Harapan- harapan mulai mendatangiku ketika aku melihatnya memasuki SMA yang akan kuhuni 3 tahun mendatang. Berharap akan berada di kelas yang sama lagi. Berharap akan ada keusilan darinya lagi. Berharap akan ada senyuman jahil yang selalu ia tujukan padaku. Harapan- harapan itu tak pernah menghilang. Selalu bertambah dengan harapan- harapan baru tentangnya.

Hari demi hari kulalui dengan menatapnya. Selalu di jam istirahat. Karena pada jam itu memang waktuku satu- satunya untuk bisa menatapnya. Ya. Aku berada di kelas yang berbeda dengannya. Harapanku tak pernah menjadi kenyataan. Sosok itu berubah, bukan lagi sosok jahil dengan senyum yang senyuman. Sosok yang sama seperti yang terakhir kali kulihat di bangku SMP. Ya. Sosok itu berubah. Dan aku sangat yakin. Kesalahannya di SMP bukan alasannya berubah, Ada alasan lain yang membuatnya menjadi sosok lain.
Mata. Aku selalu menatap matanya. Selalu mengawasi tingkahnya. Aku tahu, perbedaan tempat membuatku tak bisa mengenalnya sebagai sosok dulu. Dia selalu tampak dingin di luar, namun seringkali terlihat bercanda dengan teman perempuannya. Melihatnya membuatku selalu meneteskan air mata. Berharap hal yang sama kembali terulang padaku. Berharap senyuman jahil dia berikan hanya untukku.

Waktu masih berjalan dan tak pernah ada perubahan yang berarti padaku tentangnya. Sosok itu pun masih menjadi sosok yang mengisi hatiku. Mungkinkah hanya sebuah rasa penasaran? Mungkinkah hanya rasa kasihan? Aku tak pernah tahu. Dan aku sama sekali tak pernah tahu arti setiap perasaan yang tiba- tiba muncul di hatiku.

Tingkat 2. Betapa bahagianya aku saat melihat namanya terpampang jelas di tempat yang sama dimana terdapat namaku di sebuah lembaran. Aku bahkan langsung berlari menemui temanku yang menjadi sampah ceritaku tentangnya. Memberitahukan sebuah keberuntungan yang datang padaku.  Senyuman bahkan tak pernah luput dari wajahku. Harapanku yang tadinya luntur seakan terbuka lagi. Sebuah gerbang keceriaan dalam hatiku terbuka lebar.

Sosok itu datang. Membuat mataku hanya terpaku padanya. Langkahnya mendekati bangku kosong disebelahku. Tanpa sebuah sapaan. Seakan kami tak pernah saling kenal. Aku hanya diam. Aku mengalihkan tatapanku darinya.

Papan tulis menjadi tujuan tatapanku. Mencoba mengalihkanku dari satu rasa yang justru membuatku sesak. Bukan sesak yang kubenci.

Jantungku mungkin memang lagi senang berolahraga. Membuat pemiliknya bingung bagaimana mengatur ekspresi muka datar. Seolah tak ada yang terjadi padaku.

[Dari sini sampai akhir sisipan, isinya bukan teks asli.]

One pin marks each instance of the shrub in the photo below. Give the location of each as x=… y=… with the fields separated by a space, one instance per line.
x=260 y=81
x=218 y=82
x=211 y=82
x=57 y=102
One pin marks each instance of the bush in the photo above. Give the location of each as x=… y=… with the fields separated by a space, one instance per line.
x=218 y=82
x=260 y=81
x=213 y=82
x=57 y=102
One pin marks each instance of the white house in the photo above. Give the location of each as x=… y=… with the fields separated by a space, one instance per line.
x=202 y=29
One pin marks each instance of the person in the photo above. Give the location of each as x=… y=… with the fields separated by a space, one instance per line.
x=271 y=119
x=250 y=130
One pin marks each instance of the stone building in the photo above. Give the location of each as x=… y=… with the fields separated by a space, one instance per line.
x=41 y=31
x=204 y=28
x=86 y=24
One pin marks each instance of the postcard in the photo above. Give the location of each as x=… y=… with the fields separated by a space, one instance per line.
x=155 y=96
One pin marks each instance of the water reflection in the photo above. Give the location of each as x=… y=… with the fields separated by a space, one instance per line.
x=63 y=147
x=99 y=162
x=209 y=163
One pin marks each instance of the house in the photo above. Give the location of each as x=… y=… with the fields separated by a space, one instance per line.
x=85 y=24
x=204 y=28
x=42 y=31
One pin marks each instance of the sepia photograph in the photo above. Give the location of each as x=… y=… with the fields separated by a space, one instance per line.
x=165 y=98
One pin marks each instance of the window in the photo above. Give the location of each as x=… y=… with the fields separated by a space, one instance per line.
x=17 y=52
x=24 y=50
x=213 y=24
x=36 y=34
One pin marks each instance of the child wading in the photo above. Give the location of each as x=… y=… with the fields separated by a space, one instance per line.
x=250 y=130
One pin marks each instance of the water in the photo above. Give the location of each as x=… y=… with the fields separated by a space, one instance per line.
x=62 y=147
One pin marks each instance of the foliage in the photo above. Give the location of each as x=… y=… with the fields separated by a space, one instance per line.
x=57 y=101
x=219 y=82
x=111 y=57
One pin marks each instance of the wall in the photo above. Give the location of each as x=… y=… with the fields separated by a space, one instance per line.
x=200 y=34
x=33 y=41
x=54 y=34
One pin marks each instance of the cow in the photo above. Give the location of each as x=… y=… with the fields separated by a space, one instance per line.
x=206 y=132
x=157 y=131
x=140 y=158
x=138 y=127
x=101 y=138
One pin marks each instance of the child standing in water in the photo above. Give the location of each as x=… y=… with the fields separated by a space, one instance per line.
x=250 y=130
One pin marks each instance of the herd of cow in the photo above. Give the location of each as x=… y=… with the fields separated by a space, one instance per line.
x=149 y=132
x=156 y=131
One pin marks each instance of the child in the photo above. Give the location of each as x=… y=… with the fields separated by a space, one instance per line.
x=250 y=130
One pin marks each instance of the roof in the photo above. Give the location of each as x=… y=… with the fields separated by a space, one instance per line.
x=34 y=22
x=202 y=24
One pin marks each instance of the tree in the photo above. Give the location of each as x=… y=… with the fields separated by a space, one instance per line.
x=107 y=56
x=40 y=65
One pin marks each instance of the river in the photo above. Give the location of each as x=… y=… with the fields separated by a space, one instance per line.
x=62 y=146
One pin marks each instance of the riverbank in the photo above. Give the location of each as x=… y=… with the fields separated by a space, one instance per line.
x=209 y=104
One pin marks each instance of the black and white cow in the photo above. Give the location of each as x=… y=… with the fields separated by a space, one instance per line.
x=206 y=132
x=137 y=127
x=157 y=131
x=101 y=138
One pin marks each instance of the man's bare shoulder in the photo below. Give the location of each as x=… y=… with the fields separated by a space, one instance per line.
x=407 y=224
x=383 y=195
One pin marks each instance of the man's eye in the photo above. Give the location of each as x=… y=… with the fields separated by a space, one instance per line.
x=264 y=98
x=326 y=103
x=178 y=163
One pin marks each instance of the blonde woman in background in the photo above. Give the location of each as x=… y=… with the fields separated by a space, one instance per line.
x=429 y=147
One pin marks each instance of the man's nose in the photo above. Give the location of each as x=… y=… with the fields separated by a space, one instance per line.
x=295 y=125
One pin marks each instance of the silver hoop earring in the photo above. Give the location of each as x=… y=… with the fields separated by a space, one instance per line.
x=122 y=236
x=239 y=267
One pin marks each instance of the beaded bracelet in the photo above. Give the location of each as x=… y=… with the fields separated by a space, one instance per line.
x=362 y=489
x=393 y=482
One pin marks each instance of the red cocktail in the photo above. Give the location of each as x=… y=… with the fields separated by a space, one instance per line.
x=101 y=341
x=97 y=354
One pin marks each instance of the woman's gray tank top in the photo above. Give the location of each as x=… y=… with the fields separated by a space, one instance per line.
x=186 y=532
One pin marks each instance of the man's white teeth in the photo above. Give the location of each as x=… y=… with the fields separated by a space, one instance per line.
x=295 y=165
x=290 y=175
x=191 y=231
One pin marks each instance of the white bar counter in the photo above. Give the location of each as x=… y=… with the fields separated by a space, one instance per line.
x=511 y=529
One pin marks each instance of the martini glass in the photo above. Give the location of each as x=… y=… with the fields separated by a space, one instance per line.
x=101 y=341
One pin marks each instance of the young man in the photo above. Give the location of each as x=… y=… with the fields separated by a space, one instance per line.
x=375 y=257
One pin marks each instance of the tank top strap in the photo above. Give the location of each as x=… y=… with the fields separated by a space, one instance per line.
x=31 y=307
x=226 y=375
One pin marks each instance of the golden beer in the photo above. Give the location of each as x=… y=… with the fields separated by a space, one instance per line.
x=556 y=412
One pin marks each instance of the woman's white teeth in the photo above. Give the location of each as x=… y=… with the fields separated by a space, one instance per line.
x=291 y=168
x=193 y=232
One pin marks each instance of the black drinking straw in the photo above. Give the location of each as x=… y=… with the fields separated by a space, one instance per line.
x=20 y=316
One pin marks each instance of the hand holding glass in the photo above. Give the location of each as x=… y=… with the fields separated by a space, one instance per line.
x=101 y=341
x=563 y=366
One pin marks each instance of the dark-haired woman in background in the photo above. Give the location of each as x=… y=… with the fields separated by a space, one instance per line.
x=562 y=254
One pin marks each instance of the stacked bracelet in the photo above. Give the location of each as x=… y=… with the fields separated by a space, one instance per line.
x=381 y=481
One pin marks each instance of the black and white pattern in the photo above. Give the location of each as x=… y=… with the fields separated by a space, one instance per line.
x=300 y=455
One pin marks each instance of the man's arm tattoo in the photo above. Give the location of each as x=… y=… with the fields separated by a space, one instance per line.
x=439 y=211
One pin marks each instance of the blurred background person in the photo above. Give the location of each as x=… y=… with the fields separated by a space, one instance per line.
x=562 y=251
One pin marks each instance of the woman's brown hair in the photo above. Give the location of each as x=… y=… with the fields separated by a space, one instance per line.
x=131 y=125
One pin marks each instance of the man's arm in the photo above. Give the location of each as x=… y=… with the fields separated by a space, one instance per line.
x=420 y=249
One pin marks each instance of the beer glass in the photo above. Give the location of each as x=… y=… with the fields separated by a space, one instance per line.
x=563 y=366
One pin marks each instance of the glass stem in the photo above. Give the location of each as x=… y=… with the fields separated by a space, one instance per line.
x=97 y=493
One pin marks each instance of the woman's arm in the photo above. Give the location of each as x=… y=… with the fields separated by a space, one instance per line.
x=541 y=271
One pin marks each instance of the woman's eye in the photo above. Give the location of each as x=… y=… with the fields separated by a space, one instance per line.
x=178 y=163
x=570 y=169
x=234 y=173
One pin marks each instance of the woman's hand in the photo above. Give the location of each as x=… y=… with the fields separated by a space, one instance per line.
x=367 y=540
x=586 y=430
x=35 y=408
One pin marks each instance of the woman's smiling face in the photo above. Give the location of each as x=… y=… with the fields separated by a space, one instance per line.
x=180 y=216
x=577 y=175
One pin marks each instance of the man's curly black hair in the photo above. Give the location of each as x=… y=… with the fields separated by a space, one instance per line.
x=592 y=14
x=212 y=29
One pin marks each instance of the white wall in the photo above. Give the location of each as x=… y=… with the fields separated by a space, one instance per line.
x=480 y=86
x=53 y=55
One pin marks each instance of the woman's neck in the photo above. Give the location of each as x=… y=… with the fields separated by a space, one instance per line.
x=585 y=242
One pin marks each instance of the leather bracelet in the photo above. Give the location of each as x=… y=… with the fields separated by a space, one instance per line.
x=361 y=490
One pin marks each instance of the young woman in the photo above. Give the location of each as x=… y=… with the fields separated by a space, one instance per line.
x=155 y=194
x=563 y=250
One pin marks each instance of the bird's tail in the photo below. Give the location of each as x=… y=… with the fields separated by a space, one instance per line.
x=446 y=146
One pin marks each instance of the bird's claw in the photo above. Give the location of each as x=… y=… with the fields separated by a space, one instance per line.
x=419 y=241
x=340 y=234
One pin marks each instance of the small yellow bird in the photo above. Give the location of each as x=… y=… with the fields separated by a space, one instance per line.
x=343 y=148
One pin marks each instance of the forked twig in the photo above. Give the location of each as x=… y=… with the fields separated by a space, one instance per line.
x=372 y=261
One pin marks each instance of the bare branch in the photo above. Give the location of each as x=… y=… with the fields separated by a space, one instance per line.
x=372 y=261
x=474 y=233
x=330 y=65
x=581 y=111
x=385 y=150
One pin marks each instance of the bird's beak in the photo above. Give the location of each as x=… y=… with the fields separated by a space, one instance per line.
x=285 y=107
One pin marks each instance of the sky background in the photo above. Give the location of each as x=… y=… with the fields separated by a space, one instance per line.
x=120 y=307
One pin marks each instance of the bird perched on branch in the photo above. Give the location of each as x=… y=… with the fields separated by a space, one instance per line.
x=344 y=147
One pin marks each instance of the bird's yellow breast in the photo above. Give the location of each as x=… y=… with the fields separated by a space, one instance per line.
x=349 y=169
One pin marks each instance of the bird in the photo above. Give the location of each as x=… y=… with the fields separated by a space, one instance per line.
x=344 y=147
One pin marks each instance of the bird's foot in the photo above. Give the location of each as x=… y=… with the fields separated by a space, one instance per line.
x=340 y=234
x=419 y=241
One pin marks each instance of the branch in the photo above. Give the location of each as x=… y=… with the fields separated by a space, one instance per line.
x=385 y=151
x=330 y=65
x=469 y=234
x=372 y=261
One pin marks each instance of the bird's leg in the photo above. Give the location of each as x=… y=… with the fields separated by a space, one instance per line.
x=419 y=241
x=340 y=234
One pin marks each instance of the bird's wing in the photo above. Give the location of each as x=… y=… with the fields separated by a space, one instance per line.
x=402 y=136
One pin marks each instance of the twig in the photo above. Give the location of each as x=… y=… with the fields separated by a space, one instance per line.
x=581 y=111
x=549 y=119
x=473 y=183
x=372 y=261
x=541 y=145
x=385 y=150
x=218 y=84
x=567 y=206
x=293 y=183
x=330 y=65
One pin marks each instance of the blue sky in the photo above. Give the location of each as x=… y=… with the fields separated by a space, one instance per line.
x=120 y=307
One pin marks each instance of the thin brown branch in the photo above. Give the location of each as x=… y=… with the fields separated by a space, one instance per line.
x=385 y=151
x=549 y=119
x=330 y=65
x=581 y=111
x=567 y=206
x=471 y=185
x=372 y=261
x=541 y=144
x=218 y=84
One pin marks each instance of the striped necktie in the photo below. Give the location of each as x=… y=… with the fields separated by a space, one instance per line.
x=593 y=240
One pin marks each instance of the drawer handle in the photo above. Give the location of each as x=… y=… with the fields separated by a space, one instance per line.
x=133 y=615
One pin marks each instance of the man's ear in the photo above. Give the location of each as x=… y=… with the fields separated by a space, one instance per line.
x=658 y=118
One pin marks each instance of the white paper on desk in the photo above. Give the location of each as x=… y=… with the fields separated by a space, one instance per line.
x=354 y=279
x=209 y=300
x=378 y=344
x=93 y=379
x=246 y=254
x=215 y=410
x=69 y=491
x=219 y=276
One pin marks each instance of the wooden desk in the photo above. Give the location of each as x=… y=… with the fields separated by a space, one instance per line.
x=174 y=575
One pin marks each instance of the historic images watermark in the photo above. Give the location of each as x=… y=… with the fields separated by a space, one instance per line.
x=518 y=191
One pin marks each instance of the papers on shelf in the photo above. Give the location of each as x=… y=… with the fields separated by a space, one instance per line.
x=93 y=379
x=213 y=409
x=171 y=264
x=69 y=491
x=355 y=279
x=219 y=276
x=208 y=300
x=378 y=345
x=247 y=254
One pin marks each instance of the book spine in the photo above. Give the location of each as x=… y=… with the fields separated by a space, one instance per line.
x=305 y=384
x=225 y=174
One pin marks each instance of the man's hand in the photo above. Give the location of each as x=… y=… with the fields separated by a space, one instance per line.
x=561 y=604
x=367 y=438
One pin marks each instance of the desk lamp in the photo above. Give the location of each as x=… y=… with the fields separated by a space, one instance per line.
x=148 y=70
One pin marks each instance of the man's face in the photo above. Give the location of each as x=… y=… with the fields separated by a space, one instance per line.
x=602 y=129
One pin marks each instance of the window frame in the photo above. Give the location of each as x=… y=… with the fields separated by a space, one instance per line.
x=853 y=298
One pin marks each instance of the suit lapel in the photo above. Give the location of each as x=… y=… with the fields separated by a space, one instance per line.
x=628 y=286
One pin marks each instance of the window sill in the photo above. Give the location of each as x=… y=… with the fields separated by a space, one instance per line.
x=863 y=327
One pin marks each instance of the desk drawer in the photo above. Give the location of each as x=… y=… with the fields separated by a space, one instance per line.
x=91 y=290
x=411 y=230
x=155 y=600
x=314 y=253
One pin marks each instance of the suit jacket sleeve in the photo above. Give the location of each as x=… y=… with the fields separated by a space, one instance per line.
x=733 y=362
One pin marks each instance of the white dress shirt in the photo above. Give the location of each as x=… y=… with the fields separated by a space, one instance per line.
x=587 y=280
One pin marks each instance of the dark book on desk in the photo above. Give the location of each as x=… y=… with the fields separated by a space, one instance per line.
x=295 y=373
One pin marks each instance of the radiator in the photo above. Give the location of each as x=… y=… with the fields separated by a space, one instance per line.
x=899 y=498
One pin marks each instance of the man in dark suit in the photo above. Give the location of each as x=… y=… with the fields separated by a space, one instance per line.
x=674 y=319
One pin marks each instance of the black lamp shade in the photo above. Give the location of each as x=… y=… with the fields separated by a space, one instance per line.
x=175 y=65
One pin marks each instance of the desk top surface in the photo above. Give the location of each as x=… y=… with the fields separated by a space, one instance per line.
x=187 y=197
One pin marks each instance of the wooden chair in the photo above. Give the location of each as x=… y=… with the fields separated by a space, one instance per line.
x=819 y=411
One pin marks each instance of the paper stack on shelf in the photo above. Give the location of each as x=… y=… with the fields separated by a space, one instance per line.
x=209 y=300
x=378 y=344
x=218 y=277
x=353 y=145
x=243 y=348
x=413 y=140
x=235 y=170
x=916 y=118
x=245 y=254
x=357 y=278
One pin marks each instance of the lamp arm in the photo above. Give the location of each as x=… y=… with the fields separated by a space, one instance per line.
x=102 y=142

“Hai”. Sebuah sapaan yang membawaku menuju suatu kebahagiaan. Mungkin memang pelan. Aku harus terbiasa dengannya dulu hingga dirinya mau membuka hatinya kembali untuk orang sepertiku. Percakapan- percakapan kecil yang kami bangun perlahan mulai menjadi percakapan- percakapan akrab. Membuatku kembali berpikir dari pada mendapat kejahilannya, justru aku lebih menginginkan situasi seperti ini. Bahagia. Bahkan kata itu tak sanggup mengungkapkan perasaan yang sedang kurasakan. Kata Bahagia saja tak cukup. 1 tahun. Aku telah menunggunya selama itu. Mungkin bukan termasuk waktu yang lama bagi orang lain. Namun menunggu dengan perasaan kacau sepertiku, satu tahun itu terasa sangat lama.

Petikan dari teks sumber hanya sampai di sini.